Sistem Ekonomi Islam, Sistem Ekonomi Alternatif
Badai krisis ekonomi yang melanda Indonesia yang belum berakhir hingga kini telah memberikan suatu tinajauan spesifik akan perlunya sistem ekonomi alternatif. Suatu sistem yang mempu mendorong pertumbuhan tetapi sekaligus pemerataan. Tatanan sistem yang berpihak kepada semua orang, yakni suatu sistem yang memberikan kesempatan seluas-lusnya pada mekanisme pasar, tetapi tetap memberikan peran kepada pemerintah, kekuatan sosial dan hukum, untuk melakukan intervensi dan koreksi demi menjamin kekuatann ekonomi tidak terkonsentrasi kepada sekelompok kecil pengusaha, disamping mampu melakukan pemberdayaan ekonomi rakyat banyak, serta memberikan kesejahteraan lahir batin secara hakiki.
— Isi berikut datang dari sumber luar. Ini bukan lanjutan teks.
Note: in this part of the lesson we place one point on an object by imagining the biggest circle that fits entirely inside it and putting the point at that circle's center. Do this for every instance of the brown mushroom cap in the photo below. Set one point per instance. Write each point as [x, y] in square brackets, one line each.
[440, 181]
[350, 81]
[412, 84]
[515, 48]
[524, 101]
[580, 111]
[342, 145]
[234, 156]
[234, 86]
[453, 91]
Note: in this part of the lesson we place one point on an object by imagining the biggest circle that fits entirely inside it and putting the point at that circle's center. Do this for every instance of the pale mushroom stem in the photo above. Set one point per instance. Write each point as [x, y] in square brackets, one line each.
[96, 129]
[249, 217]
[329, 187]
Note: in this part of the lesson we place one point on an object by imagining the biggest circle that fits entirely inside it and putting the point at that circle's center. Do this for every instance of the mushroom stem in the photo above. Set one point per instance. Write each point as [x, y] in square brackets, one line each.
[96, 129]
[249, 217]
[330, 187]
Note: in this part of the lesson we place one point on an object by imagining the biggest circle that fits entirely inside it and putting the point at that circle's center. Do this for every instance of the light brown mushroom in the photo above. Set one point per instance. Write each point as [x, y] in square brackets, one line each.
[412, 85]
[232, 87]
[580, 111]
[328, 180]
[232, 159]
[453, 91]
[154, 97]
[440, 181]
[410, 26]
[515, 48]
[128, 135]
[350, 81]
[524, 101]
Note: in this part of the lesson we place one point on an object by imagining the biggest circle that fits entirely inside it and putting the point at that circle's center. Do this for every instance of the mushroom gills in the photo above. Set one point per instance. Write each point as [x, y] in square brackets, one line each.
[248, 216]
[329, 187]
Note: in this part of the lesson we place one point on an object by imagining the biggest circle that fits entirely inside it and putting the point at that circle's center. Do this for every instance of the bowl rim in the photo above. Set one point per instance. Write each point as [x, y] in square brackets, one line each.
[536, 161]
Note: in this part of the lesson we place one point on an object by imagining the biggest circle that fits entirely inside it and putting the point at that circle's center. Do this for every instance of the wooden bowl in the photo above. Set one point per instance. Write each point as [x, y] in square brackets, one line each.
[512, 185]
Sistem yang dimaksud adalah sistem ekonomi Islam.
Untuk mewujudkan gagasan tersebut, An-Nabhani dalam kitab An-Nidzamu Iqtishady fil Al-Islam, sistem ekonomi dalam Islam dijalankan dengan tiga azas, yakni pertama: konsep kepemilikan (Al-milkiyah), kedua: pemanfaatan kepemilikan (Al-Tsaruf fil- al milkyah), ketiga distribusi kekayaan diantara manusia (Tauzi’u al-tsarwah bayna al-naas).
Syariat Islam telah mmberikan prinsip dan etika yang menjadi acuan dan referensi, serta merupakan kerangka bekerja dalam ekonomi Islam, antara lain :
o Kekayaan atau berbagai jenis sumber daya adalah amanah dari Allah yang harus dimanfaatkan seefisien mungkin guna memenuhi kesejahteraan dan kelak dipertanggungjawabkan di akhirat.
o Islam menolak setiap penghasilan yang dipenuhi secar tidak sah apalagi usaha yang menghancurkan masyarakat.
o Kekuatan penggerak utama Islam adalah kerjasama
o Sistem ekonomi Islam menolak terjadinya akumulasi kekayaan pada satu atau sekelompok orang
o Islam mengatur konsep kepemilikan berupa kepemilikan individu, kepemilikan umat dan kepemilikan negara.
o Dilarang makan harta sesama secara bathil, kecuali perniagaan secara suka sama suka
o Dalam harta seseorang terdapat hak/bagian orang lain
o Menghapuskan praktek riba
o Pelaksanaan prinsip ekonomi Islam diwarnaipula dengan akhlak/etika Islam yang mengajarkan bahwa dalam melaksnakan prinsip ekonomi Islam senantiasa memiliki nilai-nilai jujur dan amanah; adil; profesional /ihsan; saling bekerjasama/ta’awun; sabar dan tabah.